Apropos of the Problem of Salt Buildup Confronting the Sustainable Potable Water Project, How About This...
Instead of using ponds with earthen floors to act as the source of salt water within the tents, how about using large, shallow pans connected in a vertical circle, like a Ferris wheel, using a solar powered motor to power the wheel. The pans would be filled at the ground level from a spigot (not shown in graphics) when they were empty and would be removed at the front of the Ferris-wheel structure by maintenance crews from a portable structure that is basically a wheeled, staired platform (not shown in graphics), which would straddle the saltwater supply trough, when the salt-filled pans needed to be emptied of the salt that had accumulated in them. Clean pans would be installed when the salt-filled pans were removed. The exchange would be implemented by maintenance crews or by automatic disconnects onto conveyor belts, the conveyor belts being powered by solar energy just as the Ferris wheel mechanism is powered. Since our projects involve the accumulation of storable commodities (salt water, potable water, and salt), we do not have to worry about degradation of product or the sunlight not being available after sunset.

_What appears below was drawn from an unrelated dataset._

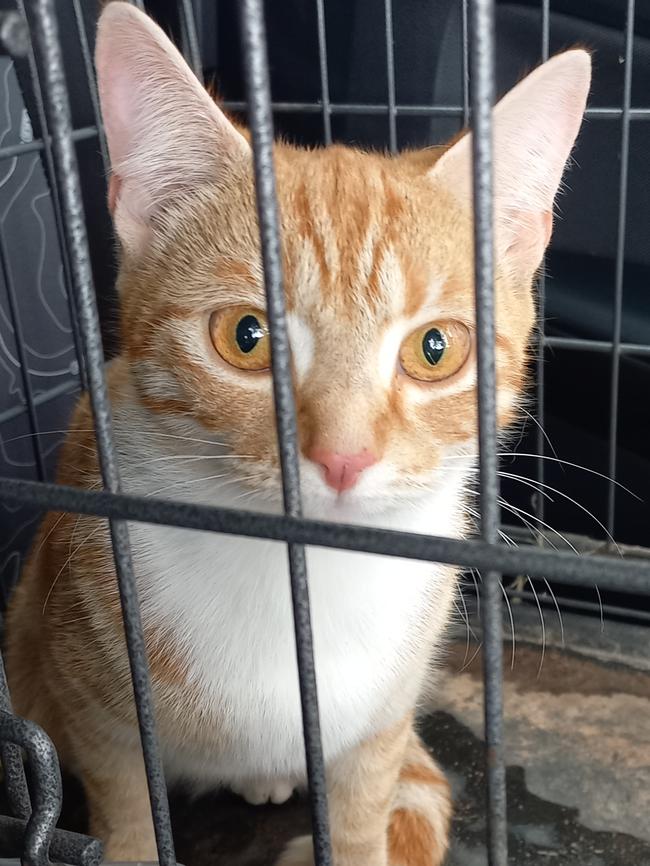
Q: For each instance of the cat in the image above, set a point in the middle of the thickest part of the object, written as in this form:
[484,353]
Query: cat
[378,259]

The pans of salt, if they are not completely dried out, could be inserted into other Ferris wheels outside of the potable water producing tents to complete the drying out process. The pans could be made tippable (not shown in the graphics) so that the maintainers could scrape the residue of the pans into truck beds of electric trucks or into containers on conveyor belt to be taken to areas for processing into table salt or road salts or any other types of salt that industry and communities might use now or in the future.
The optimal number of Ferris wheels and pans that can be accommodated per tent can be worked out with the height of the Ferris wheels and the size of the pans. With the height of the Ferris wheels being able to accommodate multiple layers of pans per footprints of the wheels, wouldn’t this suggestion produce more area of salt water for evaporation than the original suggested area of a manmade lake?